Comme les hommes étaient plus susceptibles que les femmes de faire partie d’un syndicat en 1979, la baisse des salaires a été pire pour les hommes. Le salaire médian des hommes a diminué de 2,49 dollars l’heure au cours de la même période, soit l’équivalent de 5171 dollars par année.
Depuis 1983, première année où le Bureau off Labor Statistics (BLS) a commencé à enregistrer les données sur les syndicats de manière comparable, la proportion de travailleurs syndiqués a diminué de près de la moitié. Alors qu’en 1983, le taux de syndicalisation était de 20,1%, il n’était plus que de 10,8% en 2020, selon le BLS.
La diminution du taux de syndicalisation a également provoqué une augmentation de l’écart salarial entre la classe supérieure et la classe moyenne, constate le BLS. Au cours des quatre dernières décennies la désyndicalisation est responsable d’une grande partie de l’augmentation de l’écart salarial entre les personnes se situant dans le 90e percentile des revenus et le 50e percentile. «La désyndicalisation a ce résultat parce qu’elle a déprimé les salaires des travailleurs à salaire moyen mais a eu peu d’impact sur les travailleurs à salaire élevé du 90e centile», écrit l’EPI.

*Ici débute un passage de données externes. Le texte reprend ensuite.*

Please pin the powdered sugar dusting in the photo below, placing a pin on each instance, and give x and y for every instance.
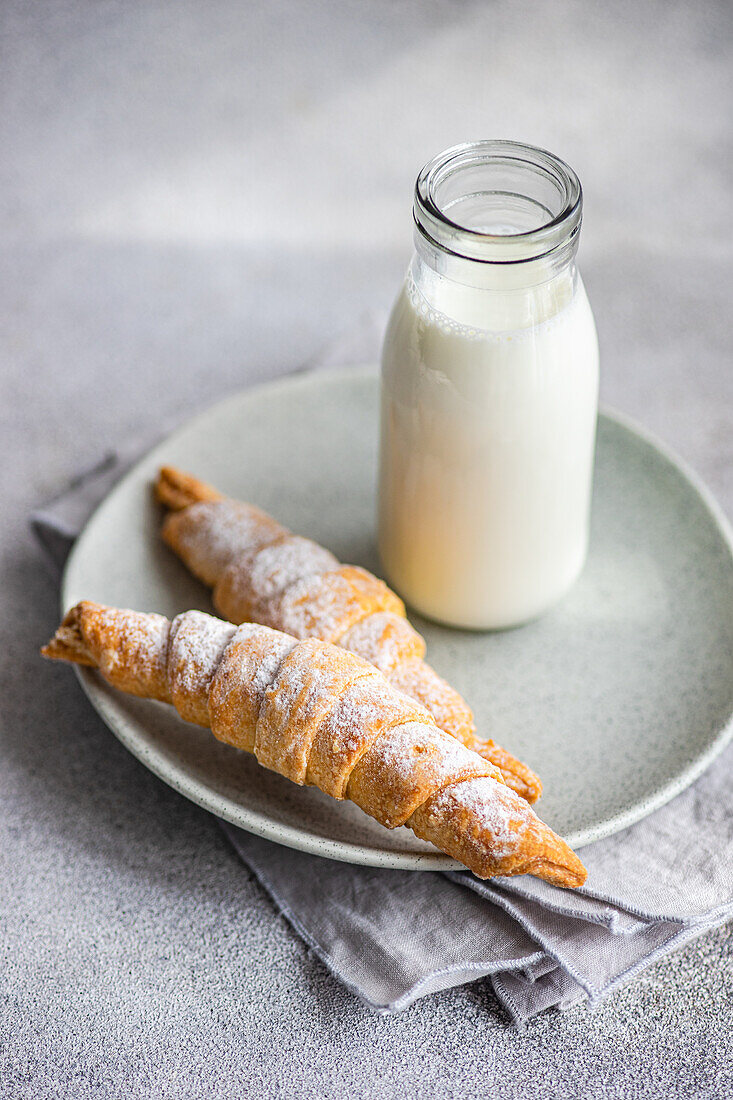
(384, 639)
(491, 814)
(277, 565)
(273, 648)
(212, 534)
(197, 645)
(135, 661)
(448, 708)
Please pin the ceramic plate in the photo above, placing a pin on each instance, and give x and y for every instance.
(619, 697)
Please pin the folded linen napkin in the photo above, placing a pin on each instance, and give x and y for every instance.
(394, 936)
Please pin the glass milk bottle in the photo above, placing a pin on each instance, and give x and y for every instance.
(489, 392)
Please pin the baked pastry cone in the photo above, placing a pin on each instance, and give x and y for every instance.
(320, 715)
(260, 572)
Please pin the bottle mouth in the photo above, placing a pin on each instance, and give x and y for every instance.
(499, 202)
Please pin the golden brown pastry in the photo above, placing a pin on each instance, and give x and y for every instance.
(260, 572)
(320, 715)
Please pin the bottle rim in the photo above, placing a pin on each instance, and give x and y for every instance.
(559, 232)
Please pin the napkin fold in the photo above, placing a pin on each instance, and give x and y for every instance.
(394, 936)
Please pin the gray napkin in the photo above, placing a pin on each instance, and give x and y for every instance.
(394, 936)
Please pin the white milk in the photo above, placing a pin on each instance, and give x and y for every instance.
(489, 406)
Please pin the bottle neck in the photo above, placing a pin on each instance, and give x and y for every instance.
(496, 231)
(494, 297)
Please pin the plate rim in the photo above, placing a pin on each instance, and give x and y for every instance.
(298, 838)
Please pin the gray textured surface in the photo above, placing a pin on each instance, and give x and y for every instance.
(178, 196)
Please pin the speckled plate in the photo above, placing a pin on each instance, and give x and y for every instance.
(620, 697)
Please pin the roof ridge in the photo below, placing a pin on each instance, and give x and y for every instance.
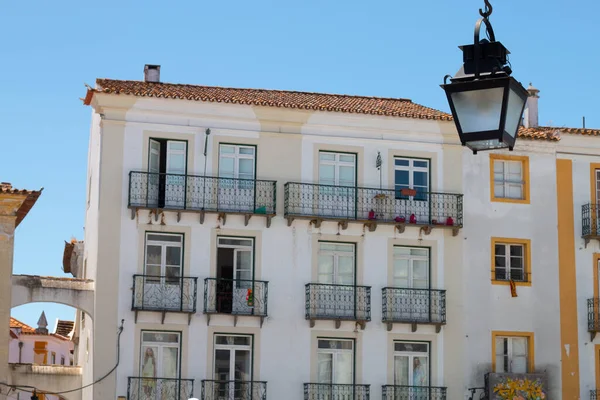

L’inégalité salariale entre les personnes non blanches et les personnes blanches a également augmenté en raison du déclin de la syndicalisation, écrit Lawrence Mishel. Les personnes non blanches sont celles qui bénéficient le plus des syndicats, car elles sont plus susceptibles d’occuper des emplois faiblement rémunérés.
Le déclin à long terme de la syndicalisation aux États-Unis est le résultat de lois comme la loi Taft-Hartley de 1947, qui a promulgué des restrictions sur les activités syndicales [1], dont beaucoup existent encore. Une affaire judiciaire de 2018, Janus v. AFSCME Council 31, a également affaibli les syndicats en déclarant inconstitutionnel le fait que les syndicats exigent des participations de tous les salarié·e·s pour les dépenses entraînées par une négociation collective. Le déclin de la syndicalisation n’est pas dû à un manque d’intérêt des travailleurs – comme le souligne EPI dans un autre rapport – car une plus grande proportion de travailleurs non syndiqués disent qu’ils voteraient pour un syndicat comparée aux travailleurs non syndiqués d’il y a 40 ans.
Au contraire, le déclin des syndicats dans le pays peut être attribué en grande partie à la forte opposition des entreprises à la syndicalisation. Comme cela a été démontré d’innombrables fois au cours des dernières années, et en particulier publiquement par Amazon récemment [2], les entreprises ont été habilitées par des lois du travail affaiblies à faire tout ce qu’elles peuvent, y compris licencier illégalement des travailleurs et dépenser des millions de dollars pour arrêter les efforts de syndicalisation.
Bien que ces entreprises puissent être sanctionnées par le National Labor Relations Board (NLRB) pour avoir violé le droit du travail, les sanctions n’équivalent souvent qu’à une tape sur les doigts pour les grandes multinationales.
Selon l’EPI, outre le déclin des syndicats aux États-Unis, «le seul facteur plus responsable de la faible croissance des salaires pour le travailleur type est le chômage excessif perpétré par les politiques de taux d’intérêt élevés des banques centrales et l’austérité budgétaire.»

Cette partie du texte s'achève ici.